Financial experts are divided on whether or not they believe the Federal Reserve is going to come out next week and finally raise their interest rates for the first time in nearly a decade. They've had there interest rates at zero for many years now and any time they even mentions the topic of raising rates, we see a negative reaction in the market. But sooner or later you would assume that they have to come out and raise rates, otherwise we will see that they continue to adopt printing schemes like Q4 and more. They want us to believe that their printing adventures have benefited the market, but those who understand sound monetary policy know that it has done anything but that.
“As long as the Fed is able to bluff, then everyone can pretend what the Fed did worked.” says finance analyst Peter Schiff. But sooner or later it will be exposed to the majority that their quantitative easing didn't fix anything. A final rate hike in interest rates would signal the end of an easy-money era. The Federal Reserve plans to meet this coming Wednesday and Thursday, and many are eagerly awaiting to find out what the outcome is going to be.
“How can people think that interest rates can stay this low for this long, and there not be lots of problems as a result?” asks Schiff. Mistakes are made when interest rates are artificially low, and we have seen that low interest rates promote negative long-term results in the market. “Those mistakes are corrected when interest rates go up,” says Schiff. The Bank of International Settlements has even themselves admitted that low interest rates are to blame for excessive debt.

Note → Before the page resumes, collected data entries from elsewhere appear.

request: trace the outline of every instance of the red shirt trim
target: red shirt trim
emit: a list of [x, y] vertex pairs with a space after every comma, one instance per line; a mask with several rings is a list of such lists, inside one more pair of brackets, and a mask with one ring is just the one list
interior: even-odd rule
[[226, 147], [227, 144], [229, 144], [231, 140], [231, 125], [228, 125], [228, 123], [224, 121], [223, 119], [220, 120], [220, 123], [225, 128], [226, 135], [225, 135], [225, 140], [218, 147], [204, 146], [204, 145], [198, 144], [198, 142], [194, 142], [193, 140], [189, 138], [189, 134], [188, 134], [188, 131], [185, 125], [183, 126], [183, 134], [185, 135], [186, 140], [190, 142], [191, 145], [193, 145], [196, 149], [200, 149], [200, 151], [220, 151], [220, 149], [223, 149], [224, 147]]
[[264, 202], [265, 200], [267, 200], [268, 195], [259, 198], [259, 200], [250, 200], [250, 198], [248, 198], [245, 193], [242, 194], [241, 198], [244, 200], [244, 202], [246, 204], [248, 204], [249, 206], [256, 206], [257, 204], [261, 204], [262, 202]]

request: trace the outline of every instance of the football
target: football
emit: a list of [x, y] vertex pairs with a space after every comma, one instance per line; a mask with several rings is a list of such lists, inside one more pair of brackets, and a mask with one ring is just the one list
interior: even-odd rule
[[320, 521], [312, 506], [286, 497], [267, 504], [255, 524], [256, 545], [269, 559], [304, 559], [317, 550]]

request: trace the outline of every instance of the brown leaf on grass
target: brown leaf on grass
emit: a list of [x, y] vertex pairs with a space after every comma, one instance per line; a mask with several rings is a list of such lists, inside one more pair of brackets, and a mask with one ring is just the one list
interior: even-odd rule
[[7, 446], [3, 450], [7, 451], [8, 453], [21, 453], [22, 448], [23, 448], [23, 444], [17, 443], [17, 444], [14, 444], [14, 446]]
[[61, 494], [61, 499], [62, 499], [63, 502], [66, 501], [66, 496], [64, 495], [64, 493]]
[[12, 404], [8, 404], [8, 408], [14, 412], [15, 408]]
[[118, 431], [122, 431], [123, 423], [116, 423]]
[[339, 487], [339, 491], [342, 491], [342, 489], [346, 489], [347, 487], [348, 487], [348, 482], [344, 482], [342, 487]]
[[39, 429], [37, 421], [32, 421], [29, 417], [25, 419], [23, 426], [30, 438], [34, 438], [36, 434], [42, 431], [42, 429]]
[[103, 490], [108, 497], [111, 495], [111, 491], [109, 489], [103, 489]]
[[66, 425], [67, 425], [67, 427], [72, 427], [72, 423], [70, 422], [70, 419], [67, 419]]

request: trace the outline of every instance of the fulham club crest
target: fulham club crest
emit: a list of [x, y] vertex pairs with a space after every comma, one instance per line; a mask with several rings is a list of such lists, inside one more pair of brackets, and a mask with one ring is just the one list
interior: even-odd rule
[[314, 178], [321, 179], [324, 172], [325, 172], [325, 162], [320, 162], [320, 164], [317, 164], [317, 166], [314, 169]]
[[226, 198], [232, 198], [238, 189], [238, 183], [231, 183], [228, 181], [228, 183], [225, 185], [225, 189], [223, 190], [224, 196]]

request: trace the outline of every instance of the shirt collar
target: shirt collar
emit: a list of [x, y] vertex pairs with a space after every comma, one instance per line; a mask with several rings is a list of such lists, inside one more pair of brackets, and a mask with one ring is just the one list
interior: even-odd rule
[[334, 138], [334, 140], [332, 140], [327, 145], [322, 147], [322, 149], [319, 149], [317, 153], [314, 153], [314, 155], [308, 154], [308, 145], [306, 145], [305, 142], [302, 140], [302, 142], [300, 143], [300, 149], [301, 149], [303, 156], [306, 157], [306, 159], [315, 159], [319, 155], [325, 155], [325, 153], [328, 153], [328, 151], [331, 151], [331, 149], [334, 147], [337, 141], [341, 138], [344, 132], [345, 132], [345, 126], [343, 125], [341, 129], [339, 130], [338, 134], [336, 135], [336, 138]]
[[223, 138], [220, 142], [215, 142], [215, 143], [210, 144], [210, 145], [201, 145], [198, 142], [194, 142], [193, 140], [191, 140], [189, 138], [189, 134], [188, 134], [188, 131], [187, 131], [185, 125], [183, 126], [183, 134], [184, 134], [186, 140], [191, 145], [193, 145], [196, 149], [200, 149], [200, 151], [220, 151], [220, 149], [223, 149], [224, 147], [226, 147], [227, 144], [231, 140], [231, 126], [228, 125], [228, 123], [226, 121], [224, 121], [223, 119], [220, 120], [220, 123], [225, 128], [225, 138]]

The longer we continue with the current monetary “cheap money” charade, the worse it is going to be when it finally comes time to address and fix the problem. Of at least 19 economists and investment strategists who were surveyed by Action Economics this week, it was found that roughly 58% believe the Fed will delay the move to raise rates after recent turmoil seen in the markets over the last couple of weeks. According to Deutsche Bank's chief economist, Joe LaVorgna, they are predicting that the Fed will call for a rate hike in October of this year. Other prominent financial institutions on Wall Street, like Goldman Sachs, are also predicting that we could see a hike later this year; perhaps sometime in December.